Столь богатая на спецэффекты картина обозначила в нашем кино прорыв, принимая во внимание специфический жанр «Метро» и год премьеры, 2012-й. Впервые за два с лишним десятилетия на отечественный экран вышел масштабный фильм-катастрофа, поданный не как городское фэнтези («Ночной дозор» Бекмамбетова) или фантастика в духе пост-апокалипсис («Гадкие лебеди» Лопушанского), а исполненный в реалистических обстоятельствах, в которых узнается обычная жизнь большого города – в меру безумная и в меру нормальная. Картина также не лишена элементов социальной критики, хотя и очень дозировано.
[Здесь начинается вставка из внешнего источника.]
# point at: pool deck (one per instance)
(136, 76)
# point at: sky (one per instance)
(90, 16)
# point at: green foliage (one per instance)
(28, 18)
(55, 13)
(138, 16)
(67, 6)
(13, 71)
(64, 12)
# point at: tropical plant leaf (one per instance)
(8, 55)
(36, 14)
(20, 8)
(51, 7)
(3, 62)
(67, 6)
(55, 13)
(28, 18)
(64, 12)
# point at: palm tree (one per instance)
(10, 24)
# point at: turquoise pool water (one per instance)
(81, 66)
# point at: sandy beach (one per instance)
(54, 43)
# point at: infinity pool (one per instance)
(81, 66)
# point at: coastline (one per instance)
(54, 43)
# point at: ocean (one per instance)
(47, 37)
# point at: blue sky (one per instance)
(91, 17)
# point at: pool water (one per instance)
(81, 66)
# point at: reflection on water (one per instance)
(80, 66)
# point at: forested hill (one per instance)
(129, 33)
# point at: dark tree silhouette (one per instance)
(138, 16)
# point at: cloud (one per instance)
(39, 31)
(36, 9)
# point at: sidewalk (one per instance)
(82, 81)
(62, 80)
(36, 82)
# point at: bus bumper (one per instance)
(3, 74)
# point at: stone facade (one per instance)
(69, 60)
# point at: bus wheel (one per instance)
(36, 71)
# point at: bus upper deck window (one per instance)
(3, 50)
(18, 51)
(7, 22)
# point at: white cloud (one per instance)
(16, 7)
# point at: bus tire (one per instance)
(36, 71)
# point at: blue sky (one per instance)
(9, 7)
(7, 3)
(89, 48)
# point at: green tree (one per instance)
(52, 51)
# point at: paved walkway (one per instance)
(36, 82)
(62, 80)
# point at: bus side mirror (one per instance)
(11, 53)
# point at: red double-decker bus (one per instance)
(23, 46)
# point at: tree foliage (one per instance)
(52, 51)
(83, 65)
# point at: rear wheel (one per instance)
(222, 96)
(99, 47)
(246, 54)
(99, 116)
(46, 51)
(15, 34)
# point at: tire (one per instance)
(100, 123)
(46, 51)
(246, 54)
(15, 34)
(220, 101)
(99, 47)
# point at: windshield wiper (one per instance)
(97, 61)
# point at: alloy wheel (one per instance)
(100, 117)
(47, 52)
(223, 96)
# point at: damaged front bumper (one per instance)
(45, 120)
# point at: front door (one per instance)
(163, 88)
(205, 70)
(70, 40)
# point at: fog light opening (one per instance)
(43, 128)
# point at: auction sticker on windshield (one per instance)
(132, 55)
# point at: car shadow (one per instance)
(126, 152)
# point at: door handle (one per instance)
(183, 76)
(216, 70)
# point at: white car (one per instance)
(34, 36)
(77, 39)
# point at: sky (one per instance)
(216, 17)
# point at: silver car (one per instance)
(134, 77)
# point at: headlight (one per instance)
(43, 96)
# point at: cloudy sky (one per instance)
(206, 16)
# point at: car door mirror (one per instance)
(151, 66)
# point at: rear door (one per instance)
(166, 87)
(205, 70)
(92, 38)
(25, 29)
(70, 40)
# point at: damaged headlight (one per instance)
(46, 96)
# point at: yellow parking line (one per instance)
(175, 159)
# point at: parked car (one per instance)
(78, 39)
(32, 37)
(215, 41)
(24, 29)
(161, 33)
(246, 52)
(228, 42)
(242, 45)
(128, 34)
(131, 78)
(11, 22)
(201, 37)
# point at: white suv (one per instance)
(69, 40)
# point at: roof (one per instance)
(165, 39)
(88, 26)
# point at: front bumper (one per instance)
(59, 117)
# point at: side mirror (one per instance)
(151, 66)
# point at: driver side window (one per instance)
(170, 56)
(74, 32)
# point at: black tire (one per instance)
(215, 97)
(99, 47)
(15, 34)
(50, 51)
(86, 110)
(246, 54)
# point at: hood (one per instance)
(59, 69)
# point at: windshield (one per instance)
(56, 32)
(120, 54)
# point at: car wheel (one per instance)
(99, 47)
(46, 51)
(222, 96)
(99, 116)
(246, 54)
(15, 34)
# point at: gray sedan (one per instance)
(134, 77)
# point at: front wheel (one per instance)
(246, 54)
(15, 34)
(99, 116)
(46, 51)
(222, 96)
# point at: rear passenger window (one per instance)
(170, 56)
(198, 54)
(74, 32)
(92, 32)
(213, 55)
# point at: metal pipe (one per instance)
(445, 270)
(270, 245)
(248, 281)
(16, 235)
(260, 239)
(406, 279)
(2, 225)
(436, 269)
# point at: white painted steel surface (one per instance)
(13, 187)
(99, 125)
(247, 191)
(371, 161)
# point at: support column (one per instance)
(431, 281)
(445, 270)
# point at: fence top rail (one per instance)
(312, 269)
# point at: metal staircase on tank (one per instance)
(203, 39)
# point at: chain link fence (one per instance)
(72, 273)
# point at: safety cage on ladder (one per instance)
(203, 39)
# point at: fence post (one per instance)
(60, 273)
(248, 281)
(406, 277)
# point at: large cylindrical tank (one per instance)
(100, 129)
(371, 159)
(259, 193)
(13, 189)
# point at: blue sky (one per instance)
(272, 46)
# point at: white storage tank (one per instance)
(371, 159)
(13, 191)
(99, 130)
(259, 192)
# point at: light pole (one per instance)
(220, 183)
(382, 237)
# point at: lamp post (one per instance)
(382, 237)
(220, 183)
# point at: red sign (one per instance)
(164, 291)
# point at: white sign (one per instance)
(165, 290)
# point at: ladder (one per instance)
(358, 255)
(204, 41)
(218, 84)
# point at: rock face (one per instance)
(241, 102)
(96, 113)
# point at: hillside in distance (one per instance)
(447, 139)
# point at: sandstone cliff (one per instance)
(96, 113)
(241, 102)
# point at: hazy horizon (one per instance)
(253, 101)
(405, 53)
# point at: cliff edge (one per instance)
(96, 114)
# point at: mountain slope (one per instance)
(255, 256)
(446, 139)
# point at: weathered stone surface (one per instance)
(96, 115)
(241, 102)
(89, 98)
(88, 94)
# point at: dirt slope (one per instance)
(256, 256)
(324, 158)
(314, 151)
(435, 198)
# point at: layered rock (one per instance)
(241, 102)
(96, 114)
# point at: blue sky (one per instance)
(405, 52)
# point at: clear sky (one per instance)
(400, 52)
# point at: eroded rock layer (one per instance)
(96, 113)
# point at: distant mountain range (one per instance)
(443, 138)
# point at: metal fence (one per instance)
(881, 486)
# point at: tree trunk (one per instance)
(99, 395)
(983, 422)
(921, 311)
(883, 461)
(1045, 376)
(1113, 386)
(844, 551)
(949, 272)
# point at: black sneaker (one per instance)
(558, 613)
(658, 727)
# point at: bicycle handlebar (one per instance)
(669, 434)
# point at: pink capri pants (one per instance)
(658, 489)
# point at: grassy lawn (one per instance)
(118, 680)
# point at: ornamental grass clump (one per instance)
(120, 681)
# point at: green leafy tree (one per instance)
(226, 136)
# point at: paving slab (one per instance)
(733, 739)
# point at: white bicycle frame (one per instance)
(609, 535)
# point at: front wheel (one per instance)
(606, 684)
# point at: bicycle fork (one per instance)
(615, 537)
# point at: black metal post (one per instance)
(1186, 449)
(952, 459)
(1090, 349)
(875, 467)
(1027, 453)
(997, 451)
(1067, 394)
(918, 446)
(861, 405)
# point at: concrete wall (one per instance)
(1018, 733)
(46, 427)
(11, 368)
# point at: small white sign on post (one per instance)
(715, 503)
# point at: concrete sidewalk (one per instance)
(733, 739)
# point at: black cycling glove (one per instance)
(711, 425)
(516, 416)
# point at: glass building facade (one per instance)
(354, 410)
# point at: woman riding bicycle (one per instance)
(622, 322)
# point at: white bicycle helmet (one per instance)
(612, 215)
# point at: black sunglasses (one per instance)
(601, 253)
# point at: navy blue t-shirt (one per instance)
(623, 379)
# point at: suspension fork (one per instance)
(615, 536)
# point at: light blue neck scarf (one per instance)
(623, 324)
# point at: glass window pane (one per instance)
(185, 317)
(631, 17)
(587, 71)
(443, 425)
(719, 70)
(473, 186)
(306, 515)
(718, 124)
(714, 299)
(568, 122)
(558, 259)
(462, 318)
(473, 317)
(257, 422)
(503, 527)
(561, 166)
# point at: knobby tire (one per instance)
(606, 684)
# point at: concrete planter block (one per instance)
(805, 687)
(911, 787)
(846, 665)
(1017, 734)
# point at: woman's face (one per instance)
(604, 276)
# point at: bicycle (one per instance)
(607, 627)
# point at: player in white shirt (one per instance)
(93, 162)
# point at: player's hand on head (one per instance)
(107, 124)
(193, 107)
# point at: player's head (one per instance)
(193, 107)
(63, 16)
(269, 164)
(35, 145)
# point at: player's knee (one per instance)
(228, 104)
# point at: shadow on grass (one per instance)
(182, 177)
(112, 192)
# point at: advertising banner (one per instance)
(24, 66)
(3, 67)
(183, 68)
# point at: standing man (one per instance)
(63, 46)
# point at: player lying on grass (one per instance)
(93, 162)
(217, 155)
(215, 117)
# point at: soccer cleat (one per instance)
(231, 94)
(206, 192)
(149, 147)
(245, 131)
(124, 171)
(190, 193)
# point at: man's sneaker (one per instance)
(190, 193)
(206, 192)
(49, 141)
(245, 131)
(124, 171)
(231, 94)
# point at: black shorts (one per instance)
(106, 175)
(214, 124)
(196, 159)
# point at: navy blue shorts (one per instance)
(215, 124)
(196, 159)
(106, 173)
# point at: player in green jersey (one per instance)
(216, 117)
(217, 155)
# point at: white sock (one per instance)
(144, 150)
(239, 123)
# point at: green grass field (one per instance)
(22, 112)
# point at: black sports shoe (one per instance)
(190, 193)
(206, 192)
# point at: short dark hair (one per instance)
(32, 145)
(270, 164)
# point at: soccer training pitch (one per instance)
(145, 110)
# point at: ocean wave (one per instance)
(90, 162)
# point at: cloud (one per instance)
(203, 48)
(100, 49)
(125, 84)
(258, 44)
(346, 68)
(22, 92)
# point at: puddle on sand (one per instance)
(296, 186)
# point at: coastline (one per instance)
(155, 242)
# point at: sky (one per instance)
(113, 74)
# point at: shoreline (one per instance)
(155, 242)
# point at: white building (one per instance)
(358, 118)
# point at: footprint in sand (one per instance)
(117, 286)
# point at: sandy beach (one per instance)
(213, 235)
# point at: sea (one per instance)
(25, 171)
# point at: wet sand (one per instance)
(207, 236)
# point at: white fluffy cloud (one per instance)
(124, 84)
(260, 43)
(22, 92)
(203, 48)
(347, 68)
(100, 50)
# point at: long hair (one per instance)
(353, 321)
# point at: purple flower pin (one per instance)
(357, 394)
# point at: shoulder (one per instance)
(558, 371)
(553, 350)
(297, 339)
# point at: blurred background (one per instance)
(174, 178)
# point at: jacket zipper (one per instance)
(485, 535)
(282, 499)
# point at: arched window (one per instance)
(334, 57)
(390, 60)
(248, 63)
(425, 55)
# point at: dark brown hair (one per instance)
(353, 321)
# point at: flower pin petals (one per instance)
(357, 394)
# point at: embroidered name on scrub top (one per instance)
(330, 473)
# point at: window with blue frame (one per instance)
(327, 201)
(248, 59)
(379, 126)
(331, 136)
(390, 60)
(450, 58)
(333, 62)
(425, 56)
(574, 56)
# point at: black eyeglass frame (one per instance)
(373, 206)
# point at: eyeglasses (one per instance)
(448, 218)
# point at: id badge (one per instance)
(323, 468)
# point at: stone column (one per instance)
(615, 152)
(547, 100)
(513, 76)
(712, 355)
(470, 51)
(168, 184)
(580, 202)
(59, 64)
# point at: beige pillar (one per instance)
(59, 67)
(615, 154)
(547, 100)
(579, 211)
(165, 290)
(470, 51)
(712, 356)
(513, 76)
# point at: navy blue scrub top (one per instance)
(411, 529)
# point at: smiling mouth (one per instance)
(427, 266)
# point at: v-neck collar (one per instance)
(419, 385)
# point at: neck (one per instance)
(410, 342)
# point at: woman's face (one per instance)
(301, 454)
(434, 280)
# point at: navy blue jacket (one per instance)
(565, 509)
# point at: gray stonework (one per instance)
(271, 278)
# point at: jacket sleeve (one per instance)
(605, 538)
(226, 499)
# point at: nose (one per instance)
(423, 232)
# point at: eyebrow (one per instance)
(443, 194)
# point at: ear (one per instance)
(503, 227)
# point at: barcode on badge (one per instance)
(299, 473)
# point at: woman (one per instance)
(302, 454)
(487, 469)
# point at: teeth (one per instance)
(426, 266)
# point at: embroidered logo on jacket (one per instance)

Недовольные зрители, а такие тоже нашлись, сетовали на подражательство Голливуду, на клиповость, на схематичный психологизм, ставя в пример близкий по теме советский фильм «Прорыв». А, стало быть, без сравнения с фильмом «Прорыв» режиссёра Дмитрия Светозарова (1986) нам не обойтись.
Что же при сравнении двух картин сразу бросается в глаза? Начнём с формально-очевидного. Один фильм – начала Перестройки, то есть, снят ещё в СССР. Другой – нашего времени, периода нового российского консерватизма. В обоих фильмах обыгрываются масс-медийные стереотипы своего времени.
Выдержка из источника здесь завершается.